= Essentials of Post–Cold War Deterrence =

Essentials of Post–Cold War Deterrence is a document produced in 1995 as a "Terms of Reference" by the Policy Subcommittee of the Strategic Advisory Group (SAG) of the United States Strategic Command (current USSTRATCOM, former CINCSTRAT), a branch of the Department of Defense. The document, drafted under former Commander-in-Chief of CINCSTRAT Admiral Chiles, is to be used as a baseline for future policies and strategies in "expanding the Deterrence of the Use of Weapons of mass destruction." Although originally classified, it has since been declassified and published by the Nautilus Institute.

The Introduction of the document states the following:

Over the period of the Cold War, both the United States and the Soviet Union developed an understanding of deterrence and its role in preventing war with one another. With the end of the Cold War and the spread of Weapons of mass destruction, deterrence takes on a broader multinational dimension. This paper addresses the broader view of deterrence and the question, "How do we deter nations, other than the Former Soviet Union, from using Weapons of Mass Destruction?"

The article is notable not only for its significance in outlining current United States military strategy and foreign policy, but also for its explicit advocation of ambiguity regarding "what is permitted" for other nations and its endorsement of "irrationality", or more precisely, the perception thereof, as an important tool in deterrence and foreign policy.

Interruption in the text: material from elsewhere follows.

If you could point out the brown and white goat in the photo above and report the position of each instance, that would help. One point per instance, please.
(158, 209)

The document claims that the capacity of the United States in exercising deterrence would be hurt by portraying U.S. leaders as fully rational and cool-headed, stating that:

The fact that some elements may appear to be potentially 'out of control' can be beneficial to creating and reinforcing fears and doubts in the minds of an adversary's decision makers. This essential sense of fear is the working force of deterrence. That the U.S. may become irrational and vindictive if its vital interests are attacked should be part of the national persona we project to all adversaries.